Dependency Install Risk
Before installing dependencies in a target repo, the worker should:
- Detect package manager and install command.
- Require a reproducible lockfile for package-manager installs.
- Show the planned install command when user approval is required.
- Run dependency installation only inside the sandbox.
- Timebox dependency installation.
- Capture installed package metadata where practical.
- Flag unexpected lockfile changes.
High-risk postinstall scripts should be blocked or surfaced to the user before execution.
Patch Safety
Warn or block when:
- Changed files exceed user preference.
- Lines changed exceed user preference.
- Generated patch touches secrets, credentials, or security-sensitive paths.
- Generated patch changes license files.
- Patch includes unrelated formatting churn.
- Tests fail after changes.
- No test is added for a code bug without justification.

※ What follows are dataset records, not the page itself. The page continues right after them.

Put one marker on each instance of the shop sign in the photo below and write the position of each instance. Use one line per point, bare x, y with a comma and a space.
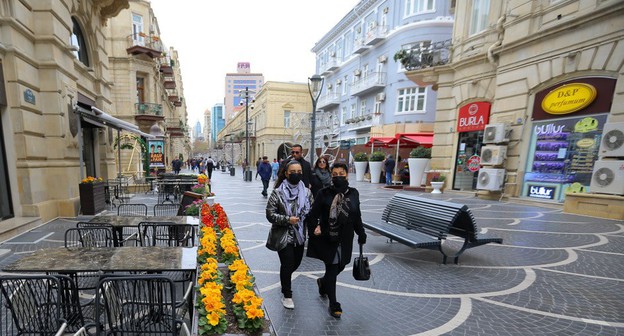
537, 191
569, 98
474, 163
473, 117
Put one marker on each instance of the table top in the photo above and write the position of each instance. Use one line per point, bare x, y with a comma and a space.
61, 259
125, 221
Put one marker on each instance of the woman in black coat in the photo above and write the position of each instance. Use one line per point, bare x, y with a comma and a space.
334, 218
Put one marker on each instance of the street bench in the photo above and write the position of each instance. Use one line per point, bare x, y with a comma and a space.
424, 223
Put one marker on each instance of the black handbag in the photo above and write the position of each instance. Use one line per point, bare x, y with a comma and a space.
361, 268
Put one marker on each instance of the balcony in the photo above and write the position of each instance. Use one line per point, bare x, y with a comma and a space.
376, 35
329, 100
142, 44
371, 82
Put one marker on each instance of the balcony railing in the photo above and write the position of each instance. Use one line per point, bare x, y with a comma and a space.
376, 35
148, 109
141, 43
437, 53
329, 100
373, 81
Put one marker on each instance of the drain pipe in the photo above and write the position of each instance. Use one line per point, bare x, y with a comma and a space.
499, 42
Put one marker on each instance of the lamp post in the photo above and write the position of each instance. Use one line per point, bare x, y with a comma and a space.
247, 173
315, 86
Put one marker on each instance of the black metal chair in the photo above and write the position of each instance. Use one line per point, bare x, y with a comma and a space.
166, 209
34, 305
141, 305
89, 237
166, 234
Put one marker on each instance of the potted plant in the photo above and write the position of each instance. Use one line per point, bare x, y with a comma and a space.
375, 163
437, 182
361, 161
92, 195
419, 160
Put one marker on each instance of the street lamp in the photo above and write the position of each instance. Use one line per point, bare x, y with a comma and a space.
315, 86
247, 172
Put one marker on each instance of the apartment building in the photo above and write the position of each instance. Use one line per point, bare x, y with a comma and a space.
366, 93
530, 105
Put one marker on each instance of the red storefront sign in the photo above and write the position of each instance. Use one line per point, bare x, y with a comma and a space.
473, 117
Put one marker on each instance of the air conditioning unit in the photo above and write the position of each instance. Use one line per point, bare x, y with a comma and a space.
493, 155
612, 143
608, 177
491, 179
496, 133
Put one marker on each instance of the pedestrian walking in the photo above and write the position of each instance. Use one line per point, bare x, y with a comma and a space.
334, 218
287, 210
264, 170
321, 176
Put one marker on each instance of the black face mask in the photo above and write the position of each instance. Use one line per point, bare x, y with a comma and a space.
294, 178
340, 182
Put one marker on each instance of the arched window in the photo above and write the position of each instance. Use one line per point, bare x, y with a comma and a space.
78, 41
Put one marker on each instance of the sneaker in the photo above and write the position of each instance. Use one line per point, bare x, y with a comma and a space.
320, 285
335, 310
288, 303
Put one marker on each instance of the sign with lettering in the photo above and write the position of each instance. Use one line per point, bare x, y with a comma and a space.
569, 98
473, 117
543, 192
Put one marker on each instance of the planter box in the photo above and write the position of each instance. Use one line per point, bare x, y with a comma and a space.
92, 198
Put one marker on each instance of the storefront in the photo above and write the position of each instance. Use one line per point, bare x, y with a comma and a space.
568, 119
471, 122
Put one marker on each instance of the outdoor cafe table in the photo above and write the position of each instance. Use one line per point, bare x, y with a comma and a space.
117, 259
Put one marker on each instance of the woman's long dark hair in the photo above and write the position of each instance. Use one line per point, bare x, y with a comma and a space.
281, 173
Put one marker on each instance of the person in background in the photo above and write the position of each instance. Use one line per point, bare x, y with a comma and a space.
334, 218
265, 170
389, 168
287, 210
321, 176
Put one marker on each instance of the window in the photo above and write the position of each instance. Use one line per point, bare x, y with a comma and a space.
362, 108
479, 16
413, 7
286, 119
78, 41
411, 100
137, 29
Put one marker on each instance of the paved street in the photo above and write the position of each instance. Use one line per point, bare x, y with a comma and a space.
555, 274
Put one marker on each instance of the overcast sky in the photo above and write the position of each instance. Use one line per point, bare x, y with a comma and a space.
211, 37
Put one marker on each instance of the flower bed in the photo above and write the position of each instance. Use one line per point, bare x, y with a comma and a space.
226, 300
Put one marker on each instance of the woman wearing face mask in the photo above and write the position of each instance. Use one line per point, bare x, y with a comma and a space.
287, 209
334, 218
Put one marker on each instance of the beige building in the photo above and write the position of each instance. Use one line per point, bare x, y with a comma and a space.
549, 70
278, 118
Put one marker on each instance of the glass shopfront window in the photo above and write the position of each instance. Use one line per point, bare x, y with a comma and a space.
562, 152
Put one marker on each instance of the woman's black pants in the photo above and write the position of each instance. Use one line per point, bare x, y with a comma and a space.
290, 259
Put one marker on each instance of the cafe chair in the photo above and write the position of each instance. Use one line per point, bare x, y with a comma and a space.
35, 305
128, 209
89, 237
141, 305
166, 210
167, 234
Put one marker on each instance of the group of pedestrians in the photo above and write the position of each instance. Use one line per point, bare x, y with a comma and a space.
314, 204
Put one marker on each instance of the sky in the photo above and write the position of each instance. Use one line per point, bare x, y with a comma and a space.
212, 36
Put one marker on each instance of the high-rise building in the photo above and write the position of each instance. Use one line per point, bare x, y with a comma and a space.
240, 80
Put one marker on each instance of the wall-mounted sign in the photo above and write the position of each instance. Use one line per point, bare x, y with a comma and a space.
473, 117
474, 163
543, 192
29, 96
569, 98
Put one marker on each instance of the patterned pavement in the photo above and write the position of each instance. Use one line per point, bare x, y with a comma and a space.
555, 273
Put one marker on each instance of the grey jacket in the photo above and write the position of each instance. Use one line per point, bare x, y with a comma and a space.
282, 232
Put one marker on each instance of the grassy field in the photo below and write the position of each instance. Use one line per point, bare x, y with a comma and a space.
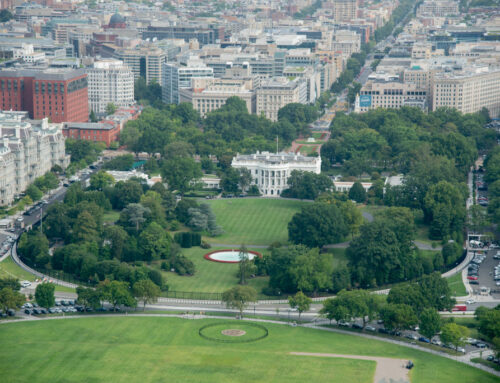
457, 285
253, 221
167, 349
210, 277
8, 268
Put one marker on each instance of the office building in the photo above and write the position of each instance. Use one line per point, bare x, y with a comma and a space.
109, 82
56, 93
177, 77
28, 150
277, 92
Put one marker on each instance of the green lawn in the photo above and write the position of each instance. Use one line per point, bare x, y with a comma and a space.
457, 285
9, 268
210, 277
253, 221
150, 349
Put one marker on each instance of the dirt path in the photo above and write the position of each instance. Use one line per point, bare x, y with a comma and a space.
388, 370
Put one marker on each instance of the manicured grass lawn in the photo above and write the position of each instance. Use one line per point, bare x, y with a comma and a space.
210, 277
253, 221
170, 350
457, 285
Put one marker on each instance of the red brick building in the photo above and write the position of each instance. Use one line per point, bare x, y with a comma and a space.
92, 131
57, 93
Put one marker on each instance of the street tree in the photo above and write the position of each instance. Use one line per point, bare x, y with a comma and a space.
334, 309
398, 317
88, 297
300, 301
146, 291
317, 224
454, 334
136, 214
239, 297
117, 293
10, 299
44, 295
357, 192
101, 180
430, 322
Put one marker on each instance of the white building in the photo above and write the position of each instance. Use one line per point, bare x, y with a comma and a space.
468, 90
270, 171
109, 81
176, 77
277, 92
28, 150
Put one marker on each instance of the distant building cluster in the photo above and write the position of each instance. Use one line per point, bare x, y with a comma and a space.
440, 59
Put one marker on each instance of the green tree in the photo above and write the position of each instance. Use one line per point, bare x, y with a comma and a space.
239, 297
88, 297
180, 172
454, 334
146, 291
430, 322
300, 301
110, 109
44, 294
10, 299
92, 116
334, 309
352, 217
117, 293
316, 225
357, 192
154, 242
85, 228
398, 317
34, 193
101, 180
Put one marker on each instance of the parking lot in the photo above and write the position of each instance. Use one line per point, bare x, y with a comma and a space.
485, 272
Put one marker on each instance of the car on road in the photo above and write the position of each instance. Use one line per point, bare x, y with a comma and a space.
436, 342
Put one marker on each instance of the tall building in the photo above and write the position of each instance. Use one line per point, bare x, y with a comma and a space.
214, 93
468, 91
275, 93
391, 94
270, 172
28, 150
143, 61
56, 93
177, 77
109, 82
342, 10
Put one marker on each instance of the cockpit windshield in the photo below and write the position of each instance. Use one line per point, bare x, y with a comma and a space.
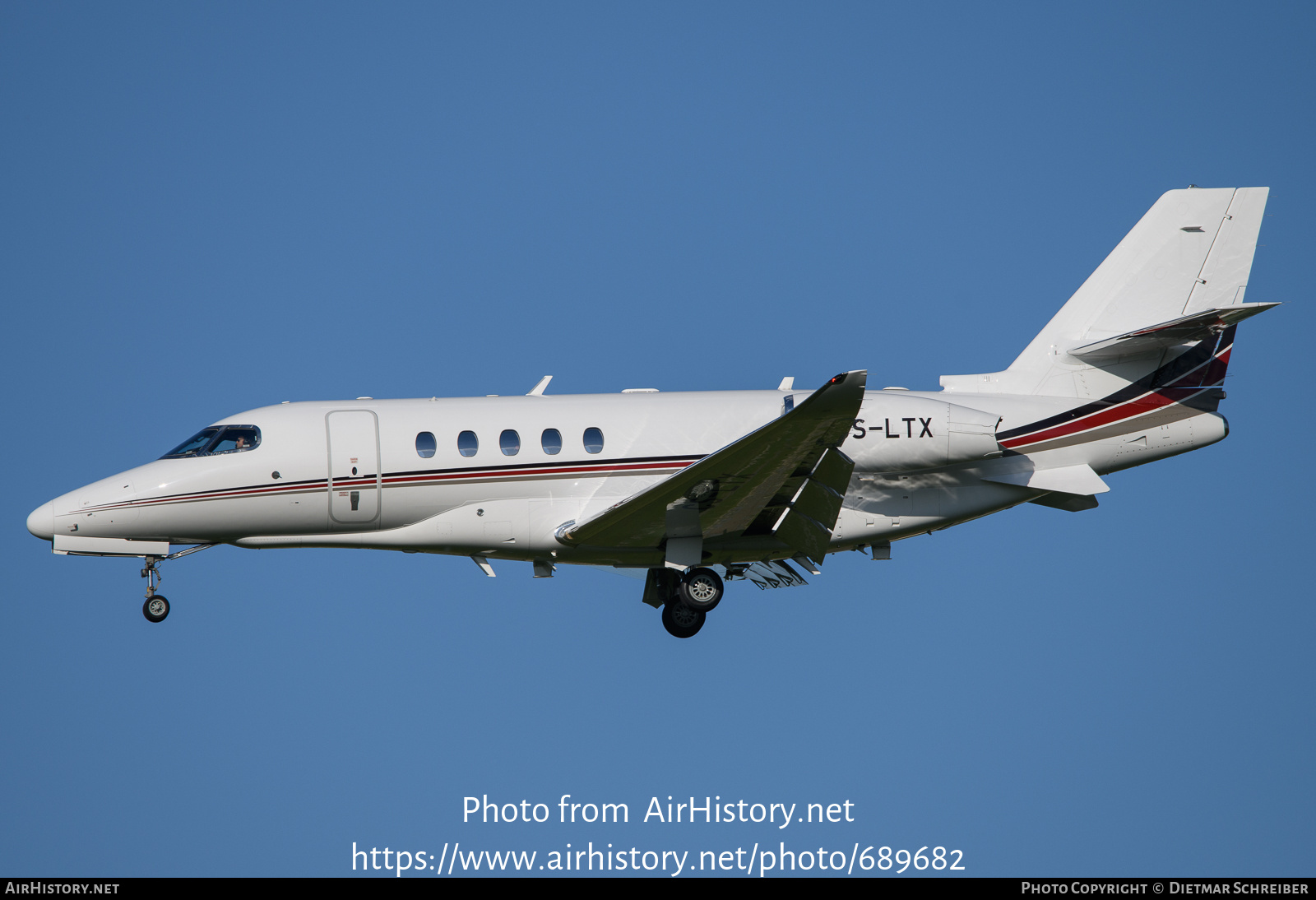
225, 438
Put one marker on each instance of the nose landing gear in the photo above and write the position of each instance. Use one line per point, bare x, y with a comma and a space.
157, 607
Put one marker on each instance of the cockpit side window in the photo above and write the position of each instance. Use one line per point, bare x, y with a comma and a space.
225, 438
234, 438
194, 447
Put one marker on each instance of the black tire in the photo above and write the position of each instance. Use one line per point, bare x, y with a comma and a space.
681, 620
155, 608
701, 588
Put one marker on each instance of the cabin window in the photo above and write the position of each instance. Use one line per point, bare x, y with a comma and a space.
224, 438
425, 445
510, 443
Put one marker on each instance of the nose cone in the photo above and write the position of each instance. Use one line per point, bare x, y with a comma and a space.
43, 522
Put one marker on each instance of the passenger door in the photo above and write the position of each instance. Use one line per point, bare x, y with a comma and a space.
354, 476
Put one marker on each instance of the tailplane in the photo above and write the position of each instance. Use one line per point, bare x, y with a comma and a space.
1160, 311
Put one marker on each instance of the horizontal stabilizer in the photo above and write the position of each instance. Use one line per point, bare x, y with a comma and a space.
1184, 329
1066, 479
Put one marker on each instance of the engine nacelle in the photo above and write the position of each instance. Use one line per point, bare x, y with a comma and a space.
901, 434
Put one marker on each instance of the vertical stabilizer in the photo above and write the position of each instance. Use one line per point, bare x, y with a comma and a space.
1191, 252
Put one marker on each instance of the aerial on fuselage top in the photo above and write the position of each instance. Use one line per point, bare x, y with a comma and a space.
699, 489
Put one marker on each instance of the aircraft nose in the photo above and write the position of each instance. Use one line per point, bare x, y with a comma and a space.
41, 522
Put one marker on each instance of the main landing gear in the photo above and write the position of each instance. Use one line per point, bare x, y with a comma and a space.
690, 597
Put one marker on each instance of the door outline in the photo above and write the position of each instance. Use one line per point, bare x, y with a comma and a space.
379, 476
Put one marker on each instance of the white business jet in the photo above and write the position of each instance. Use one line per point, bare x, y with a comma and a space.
693, 489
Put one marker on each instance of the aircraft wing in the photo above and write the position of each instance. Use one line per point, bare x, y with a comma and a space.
785, 479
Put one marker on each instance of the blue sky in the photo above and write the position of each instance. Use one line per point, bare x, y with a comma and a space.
211, 208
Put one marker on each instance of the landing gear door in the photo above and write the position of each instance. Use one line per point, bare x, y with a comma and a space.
354, 476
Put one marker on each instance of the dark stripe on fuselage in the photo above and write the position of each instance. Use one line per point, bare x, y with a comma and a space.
638, 465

- Duplicate PR risk is high.
Audit Logging
Audit events should include:
- User approvals
- Auth events
- GitHub API write actions
- Worker commands
- Validation results
- Patch approvals
- PR creation events
- Review response actions
- Security warnings
Logs must include enough detail to explain what happened without exposing secrets.
Abuse Prevention
Initial controls:
- Rate-limit PR creation per user and repository.
- Block mass similar PRs.
- Flag typo-only campaigns.
- Require issue context for PRs.
- Track duplicate PR warnings.
- Start users at low autonomy.
Quality signals, not raw PR count, should drive product decisions.
GitHub API Reads
Milestone 4 issue discovery performs read-only requests against public GitHub APIs. Optional GITHUB_TOKEN use should be scoped for read-only local development. Tokens must never be committed, logged, or sent to target repository commands.